Let’s analyze the edge cases. This helps us identify the advantages and disadvantages of the divide and conquer approach.

#### Case 1:

Input List: [1,5,3,2]

Output: Maximum Profit: 4: Buy at 1: Sell at 5

Best Profit Possible: 4

#### Case 2:

Input List: [9,7,4,1]

Output: Maximum Profit: 0 :Buy at 9 :Sell at 7

Best Profit Possible: -2

In this case, the output remains at 0 and does not output negative numbers. Therefore, this approach can be used to find only the greatest profit possible.

#### Case 3:

Input List: [100,180,260,310,40,535,695]

Output: Maximum Profit: 865

Optimal Solution

Buy at 100, Sell at 310 Buy at 40, Sell at 695

Total Profit = 865

Compared to the greedy approach, this method gives the optimal solution to the problem. We observed that the maximum profit in the greedy method was 655.

In this case, the total profit is 865. We solved the above problem using the greedy method in the earlier article. You may go through the solution at this link.

• The program can work with many buy and sell operations due to its recurring property. Multiple buy and sell operations take place, and the best profits are returned.
• Divide and Conquer algorithm’s solutions are always optimal. The comparison of code output: scenario - 3 shows the same. The greedy algorithm outputs 655, whereas the divide and conquer algorithm outputs 865.
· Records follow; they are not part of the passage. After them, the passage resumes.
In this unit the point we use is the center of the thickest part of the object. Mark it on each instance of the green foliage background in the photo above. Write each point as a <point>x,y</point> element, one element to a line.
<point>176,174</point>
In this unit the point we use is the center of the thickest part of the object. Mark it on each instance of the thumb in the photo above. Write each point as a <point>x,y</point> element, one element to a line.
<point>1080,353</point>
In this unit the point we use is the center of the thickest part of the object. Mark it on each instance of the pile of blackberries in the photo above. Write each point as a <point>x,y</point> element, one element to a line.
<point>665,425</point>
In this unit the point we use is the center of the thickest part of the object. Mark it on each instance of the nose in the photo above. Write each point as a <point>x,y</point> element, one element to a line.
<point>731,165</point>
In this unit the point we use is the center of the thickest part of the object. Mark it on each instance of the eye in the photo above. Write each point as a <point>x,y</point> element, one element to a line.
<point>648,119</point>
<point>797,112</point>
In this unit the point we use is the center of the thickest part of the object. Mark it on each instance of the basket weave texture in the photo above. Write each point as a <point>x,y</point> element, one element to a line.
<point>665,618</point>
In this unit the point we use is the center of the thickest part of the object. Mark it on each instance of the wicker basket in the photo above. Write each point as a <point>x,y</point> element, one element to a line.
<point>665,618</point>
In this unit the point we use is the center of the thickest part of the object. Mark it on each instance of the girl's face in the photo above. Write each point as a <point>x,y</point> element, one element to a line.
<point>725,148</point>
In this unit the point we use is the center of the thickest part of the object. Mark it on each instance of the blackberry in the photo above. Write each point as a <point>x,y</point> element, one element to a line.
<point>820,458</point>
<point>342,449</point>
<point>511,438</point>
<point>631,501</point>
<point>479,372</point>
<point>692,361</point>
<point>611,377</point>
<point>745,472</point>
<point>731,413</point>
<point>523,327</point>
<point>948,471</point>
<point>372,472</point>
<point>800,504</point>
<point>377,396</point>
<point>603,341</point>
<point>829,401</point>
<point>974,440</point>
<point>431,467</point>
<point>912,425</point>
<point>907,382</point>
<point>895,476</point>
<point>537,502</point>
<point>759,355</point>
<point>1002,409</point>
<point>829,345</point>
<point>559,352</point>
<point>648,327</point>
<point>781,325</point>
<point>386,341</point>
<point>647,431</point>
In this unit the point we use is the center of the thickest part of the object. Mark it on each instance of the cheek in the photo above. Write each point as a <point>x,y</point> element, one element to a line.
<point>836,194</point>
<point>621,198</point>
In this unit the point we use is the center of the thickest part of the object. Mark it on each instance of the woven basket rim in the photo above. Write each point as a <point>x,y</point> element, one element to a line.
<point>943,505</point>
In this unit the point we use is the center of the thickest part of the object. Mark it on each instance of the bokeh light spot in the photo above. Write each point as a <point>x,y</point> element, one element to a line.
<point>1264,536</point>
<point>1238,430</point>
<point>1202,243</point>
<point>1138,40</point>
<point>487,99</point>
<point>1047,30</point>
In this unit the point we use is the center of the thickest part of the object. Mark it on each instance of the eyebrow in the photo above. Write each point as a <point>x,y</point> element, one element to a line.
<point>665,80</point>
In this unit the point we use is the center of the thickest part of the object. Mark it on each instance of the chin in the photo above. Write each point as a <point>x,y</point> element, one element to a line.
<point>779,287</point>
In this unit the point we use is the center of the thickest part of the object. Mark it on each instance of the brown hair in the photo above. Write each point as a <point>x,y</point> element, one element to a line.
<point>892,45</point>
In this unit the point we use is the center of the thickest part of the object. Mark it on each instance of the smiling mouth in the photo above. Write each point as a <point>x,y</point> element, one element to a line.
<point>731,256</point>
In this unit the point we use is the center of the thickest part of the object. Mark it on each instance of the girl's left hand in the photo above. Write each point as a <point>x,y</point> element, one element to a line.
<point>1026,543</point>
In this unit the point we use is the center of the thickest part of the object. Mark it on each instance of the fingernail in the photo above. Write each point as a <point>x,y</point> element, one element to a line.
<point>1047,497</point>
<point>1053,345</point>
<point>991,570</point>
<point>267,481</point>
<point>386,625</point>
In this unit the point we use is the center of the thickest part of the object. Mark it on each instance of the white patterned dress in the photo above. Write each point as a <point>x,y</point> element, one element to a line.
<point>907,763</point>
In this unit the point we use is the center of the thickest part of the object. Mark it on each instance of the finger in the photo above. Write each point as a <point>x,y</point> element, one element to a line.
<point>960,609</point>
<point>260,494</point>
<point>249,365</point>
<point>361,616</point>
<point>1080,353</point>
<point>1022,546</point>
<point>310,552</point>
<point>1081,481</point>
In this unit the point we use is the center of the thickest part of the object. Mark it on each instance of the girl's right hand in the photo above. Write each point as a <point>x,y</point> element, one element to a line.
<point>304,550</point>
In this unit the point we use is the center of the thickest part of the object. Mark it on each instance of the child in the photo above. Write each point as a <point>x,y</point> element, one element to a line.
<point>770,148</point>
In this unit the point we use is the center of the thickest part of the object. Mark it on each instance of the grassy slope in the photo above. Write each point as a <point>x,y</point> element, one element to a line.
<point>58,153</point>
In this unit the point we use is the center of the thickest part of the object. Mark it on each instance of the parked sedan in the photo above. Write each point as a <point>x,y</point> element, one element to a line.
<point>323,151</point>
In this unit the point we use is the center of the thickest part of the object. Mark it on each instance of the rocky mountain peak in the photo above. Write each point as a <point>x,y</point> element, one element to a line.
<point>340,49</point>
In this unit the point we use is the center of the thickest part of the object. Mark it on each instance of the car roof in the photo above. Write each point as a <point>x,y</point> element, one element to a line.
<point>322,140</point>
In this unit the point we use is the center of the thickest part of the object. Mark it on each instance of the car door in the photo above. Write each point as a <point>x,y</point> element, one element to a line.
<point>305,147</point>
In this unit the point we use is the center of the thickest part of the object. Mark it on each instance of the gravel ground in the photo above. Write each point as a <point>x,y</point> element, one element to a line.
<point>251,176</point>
• The worst-case time complexity of the function `maximize_profit`() is Θ(n^2*log(n)). The time complexity is arrived at through computational methods. A good exercise would be to come up with recurrence relations for the above algorithm.
• Space complexity of the function is Θ(log(n)). This is computed using the maximum memory utilization by the program at a given time. At any given time, the algorithm has a maximum of `log(n)` function calls. Each function call represents the function solving a subproblem.
• The minimum profit is 0. Losses are not accounted for and displayed by the program. The base case drives DNC methods, and in this case, the base case is when `starting_index`> `ending_index.` When the following happens, 0 is returned.